Ein Beispiel ganz anderer Art, wie man auch als erfolgreiche Frau im Motorsport landen kann, ist Anja Gläsener aus Mettlach im Saarland. Im Jahr 2004 nahm sie als Spielführerin der DJK Trier vor Tausenden von Zuschauern in der Arena Trier die Trophäe als Deutsche Meisterin im Handball entgegen. Heute ist Anja als Physiotherapeutin «heilende Hand» bei der deutschen Handball-Nationalmannschaft und im BMW X-Raid-Team von Sven Quandt.
Ihr erster Einsatz war für die Saarländerin auch gleichzeitig der Höhepunkt ihres bisherigen Motorsport-Lebens: Die Rallye Dakar. Außer zu ein paar Strafmandaten wegen allzu flotten Fahrens hat es aber noch nicht zu weiteren «Pokalen» für sie im Motorsport gereicht.
Zur Jahreswende 2010/2011 ging es dann im 80-köpfigen Team des hessischen Unternehmers Sven Quandt an den Rio de la Plata. Die «Mutter aller Wüstenrallys» wartete auf Anja Gläsener. Drei Wochen nichts als Arbeit für die Fahrzeug-Besatzungen. Hitze, Durst, Staub, Tausende von Kilometern auf endlosen Rüttelpassagen und ganz wenig Schlaf. Was ihr aber zunächst einmal gar nichts ausmachte. «Ich war so mit Adrenalin vollgepumpt wegen all der neuen Eindrücke, ich konnte sowieso nicht schlafen.»
Frühmorgens um vier Uhr wurde das Camp wach, in dem auch Anja mit ihrer Kollegin übernachtete. Immerhin gab es ein «Einzelzimmer.» Was in diesem Fall ein Zelt für eine Person bedeutete. Selbst auf- und abbauen inbegriffen. «Die Motorradfahrer sind die härtesten.
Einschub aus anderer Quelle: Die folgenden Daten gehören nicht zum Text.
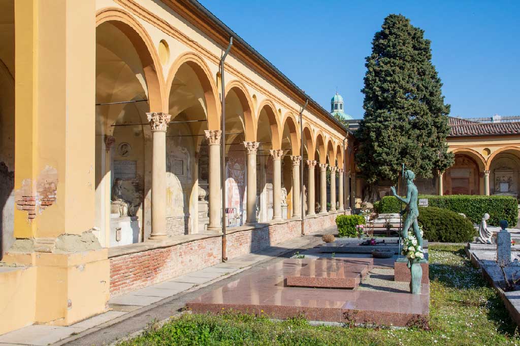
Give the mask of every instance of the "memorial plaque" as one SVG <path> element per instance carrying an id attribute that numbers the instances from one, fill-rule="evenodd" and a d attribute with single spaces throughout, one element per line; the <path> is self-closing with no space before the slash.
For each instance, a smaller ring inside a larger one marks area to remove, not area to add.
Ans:
<path id="1" fill-rule="evenodd" d="M 175 175 L 183 175 L 184 174 L 184 161 L 183 160 L 173 160 L 173 174 Z"/>
<path id="2" fill-rule="evenodd" d="M 127 160 L 114 160 L 114 177 L 135 179 L 137 174 L 137 161 Z"/>

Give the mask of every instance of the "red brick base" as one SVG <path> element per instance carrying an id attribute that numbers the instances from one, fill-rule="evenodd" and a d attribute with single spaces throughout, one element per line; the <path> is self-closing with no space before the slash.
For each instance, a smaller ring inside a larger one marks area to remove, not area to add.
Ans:
<path id="1" fill-rule="evenodd" d="M 306 218 L 309 234 L 335 225 L 339 213 Z M 255 227 L 230 228 L 227 232 L 227 257 L 231 259 L 258 252 L 266 247 L 300 237 L 301 220 L 284 220 Z M 114 297 L 219 263 L 222 258 L 220 236 L 184 242 L 134 244 L 112 248 L 110 260 L 110 295 Z M 181 238 L 182 239 L 182 238 Z"/>

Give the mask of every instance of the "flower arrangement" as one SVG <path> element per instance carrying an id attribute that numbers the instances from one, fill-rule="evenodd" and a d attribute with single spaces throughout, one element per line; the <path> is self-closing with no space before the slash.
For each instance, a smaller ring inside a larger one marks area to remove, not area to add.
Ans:
<path id="1" fill-rule="evenodd" d="M 408 232 L 408 238 L 404 240 L 401 254 L 406 256 L 408 261 L 412 263 L 417 262 L 424 258 L 423 249 L 417 243 L 417 238 L 412 232 Z"/>

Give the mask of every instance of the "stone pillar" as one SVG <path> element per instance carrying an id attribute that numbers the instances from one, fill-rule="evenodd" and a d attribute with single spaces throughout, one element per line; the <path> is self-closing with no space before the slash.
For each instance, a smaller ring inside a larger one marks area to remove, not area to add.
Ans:
<path id="1" fill-rule="evenodd" d="M 256 223 L 256 151 L 257 142 L 244 142 L 248 152 L 248 200 L 245 222 L 249 225 Z"/>
<path id="2" fill-rule="evenodd" d="M 307 187 L 307 214 L 309 215 L 314 215 L 316 214 L 315 203 L 314 202 L 314 168 L 316 165 L 316 161 L 314 160 L 307 160 L 307 165 L 309 168 L 309 186 Z"/>
<path id="3" fill-rule="evenodd" d="M 337 167 L 330 167 L 330 211 L 336 211 L 336 172 Z"/>
<path id="4" fill-rule="evenodd" d="M 282 219 L 282 150 L 269 150 L 272 158 L 272 219 Z"/>
<path id="5" fill-rule="evenodd" d="M 338 210 L 342 212 L 345 210 L 343 208 L 343 169 L 339 168 L 337 172 L 340 174 L 340 186 L 339 188 L 337 189 L 340 192 L 340 196 L 338 197 L 338 200 L 340 202 L 340 205 L 338 208 Z"/>
<path id="6" fill-rule="evenodd" d="M 345 201 L 345 209 L 346 210 L 350 209 L 350 172 L 345 172 L 345 195 L 347 197 Z"/>
<path id="7" fill-rule="evenodd" d="M 147 113 L 152 130 L 152 231 L 150 239 L 164 239 L 166 232 L 166 131 L 172 116 Z"/>
<path id="8" fill-rule="evenodd" d="M 222 229 L 222 195 L 220 187 L 220 130 L 206 130 L 204 131 L 207 140 L 210 159 L 210 224 L 207 229 L 218 231 Z"/>
<path id="9" fill-rule="evenodd" d="M 443 176 L 444 175 L 444 173 L 442 172 L 439 172 L 438 174 L 438 195 L 439 196 L 443 196 L 444 194 L 444 187 L 443 186 Z"/>
<path id="10" fill-rule="evenodd" d="M 320 163 L 320 214 L 327 213 L 327 163 Z"/>
<path id="11" fill-rule="evenodd" d="M 300 194 L 300 164 L 301 156 L 291 156 L 293 163 L 293 217 L 302 217 L 302 196 Z"/>
<path id="12" fill-rule="evenodd" d="M 484 195 L 489 196 L 489 171 L 484 171 Z"/>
Die mussten morgens als Erste raus.» Um fünf war auch für die «Physios» die Nacht zu Ende. Die Fahrerteams mussten versorgt werden mit Elektrolyt-Getränken für die langen Etappen durch Argentinien und Chile. Der französische Dakar-Sieger, Stéphane Peterhansel, Lebensgefährte der deutschen Rennamazone Andrea Mayer, ist zwar der Star im Team von BMW X-Raid, aber auch nur einer unter vielen Gleichgesinnten.
Neben den bekannten BMW X3 hatte Sven Quandt in diesem Jahr auch erstmals einen Mini bei der Rallye Dakar eingesetzt, der es der groß gewachsenen, drahtigen Anja besonders angetan hatte. «Der Mini war mein absoluter Liebling gewesen», sagt sie rückblickend über ihren ersten Einsatz gegen das ebenfalls professionell betreute Werksteam von Volkswagen. Dabei hatte sie Südamerika nicht gerade mit offenen Armen empfangen. «Am ersten Abend in Buenos Aires gingen wir noch etwas essen.
Es war kein Mensch im Lokal, aber nachher war meine Geldbörse weg. Muss der Kellner gewesen sein. Schöne Bescherung.»
Den Spaß und die Aufregung an der Wüstenrallye aber konnten der ehemaligen Handballerin auch derartige Erlebnisse nicht nehmen. «Wenn die Jungs abends ins Camp kamen, waren die todmüde und geschafft. Wir versorgten sie im Camp oder irgendwo wurden Hotelräume angemietet.»
Oft aber waren Anja und ihre Kollegin nicht nur als physische, sondern auch als psychische Therapeutin gefragt. Dann, wenn es mal wieder nicht so gut lief wie erwartet oder einfach ein langer, entbehrungsreicher Tag hinter einem der Fahrer lag. «Man musste sich einfach darauf einstellen. Der eine wollte quasseln und erzählen, der andere nur seine Ruhe haben.»
Mittlerweile hat es die Wüste der jungen Frau angetan. Ihren zweiten Einsatz in der Marathon-WM in Dubai hat sie bereits hinter sich. Und Sven Quandt hat schon mal vorsorglich angefragt für die Dakar 2012.
«Da könnte ich dann eigentlich gleich unten in Südamerika bleiben», meint die sportliche Weltenbummlerin lachend. Im Dezember nämlich finden in Brasilien die Handball-Weltmeisterschaften statt. Und auch dort sind die pflegenden Hände der «Wüstenblume» gefragt.